Because low survival rates were observed in the External-1 and External-2 groups under warm-temperature conditions, external attachment groups were not included in this experiment. This experiment included three treatment groups (Implantation-A, Implantation-B, Implantation-C) and one untagged group (Untagged). In the Implantation-A group, tags were identical to those used at warm temperatures. In the Implantation-B group, the tags were wrapped in paraffin film (Parafilm, Pechiney Plastic Packaging, Menasha, WI, USA), which might have some benefits in terms of biological compatibility (Y. Makiguchi, personal communication). In the Implantation-C group, tags that were half the length and weight of standard tags were used, in order to reduce drag. The small tags were also wrapped in paraffin film. The mean ratios of tag mass to fish body mass were 1.32 ± 0.08 % for the Implantation-A group (n = 7), 1.29 ± 0.10 % for the Implantation-B group (n = 8), and 0.67 ± 0.08 % for the Implantation-C (n = 7) group. To reduce the possible number of fish lost, the sample size of each group was reduced in comparison to sample sizes in the warm-water experiment.
Statistical analysis
Specific Growth Rate (SGR) was calculated using the following equation: SGR = (lnM
1 − lnM
2)/Δd × 100 where M
1 and M
2 are body mass at the start and the end of the experiment, and Δd is the number of days in the experiment.

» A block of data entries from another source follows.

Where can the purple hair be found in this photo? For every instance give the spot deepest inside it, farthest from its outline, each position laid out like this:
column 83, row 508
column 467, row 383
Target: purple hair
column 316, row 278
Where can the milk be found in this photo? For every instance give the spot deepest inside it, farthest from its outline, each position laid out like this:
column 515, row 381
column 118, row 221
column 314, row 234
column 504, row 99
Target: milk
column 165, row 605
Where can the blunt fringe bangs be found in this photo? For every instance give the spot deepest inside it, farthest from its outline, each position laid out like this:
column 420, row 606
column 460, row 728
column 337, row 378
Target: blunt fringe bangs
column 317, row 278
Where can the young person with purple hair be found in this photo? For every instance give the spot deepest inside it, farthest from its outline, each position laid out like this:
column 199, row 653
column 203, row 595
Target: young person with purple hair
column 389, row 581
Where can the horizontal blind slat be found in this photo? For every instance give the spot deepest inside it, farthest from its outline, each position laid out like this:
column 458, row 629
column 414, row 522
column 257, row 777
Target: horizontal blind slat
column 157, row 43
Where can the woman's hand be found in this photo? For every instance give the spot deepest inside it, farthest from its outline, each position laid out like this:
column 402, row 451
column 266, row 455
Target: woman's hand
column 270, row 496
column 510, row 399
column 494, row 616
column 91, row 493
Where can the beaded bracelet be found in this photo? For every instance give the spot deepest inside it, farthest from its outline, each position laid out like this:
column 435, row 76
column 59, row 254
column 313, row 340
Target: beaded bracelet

The survival rate of each group was estimated using the Kaplan–Meier method. Data from cases in which a tag was expelled from an individual, or in which an individual survived until the end of each experiment, were treated as censored data. Differences in survival among groups were examined using the log-rank test. The Cox regression model (proportional hazards analysis) with a likelihood ratio test was fitted to determine which components of tagging affected fish survival. To determine whether water temperature alters the effect of tag deployment on fish survival, two Cox regression models (one with and one without temperature as a factor) were compared [11]. To fit these models, we used the data of the Implantation-A groups at both temperatures and the untagged groups at both temperatures, because no other variables (i.e., tag size, tag coating, surgery type, etc.) in these groups changed between the warm-condition experiment and the cold-condition experiment.
The cutoff for statistical significance was set at α = 0.05 for all statistical analyses. In cases where multiple comparisons were performed, a Bonferroni correction was used to keep the overall probability of a Type I error at α = 0.05.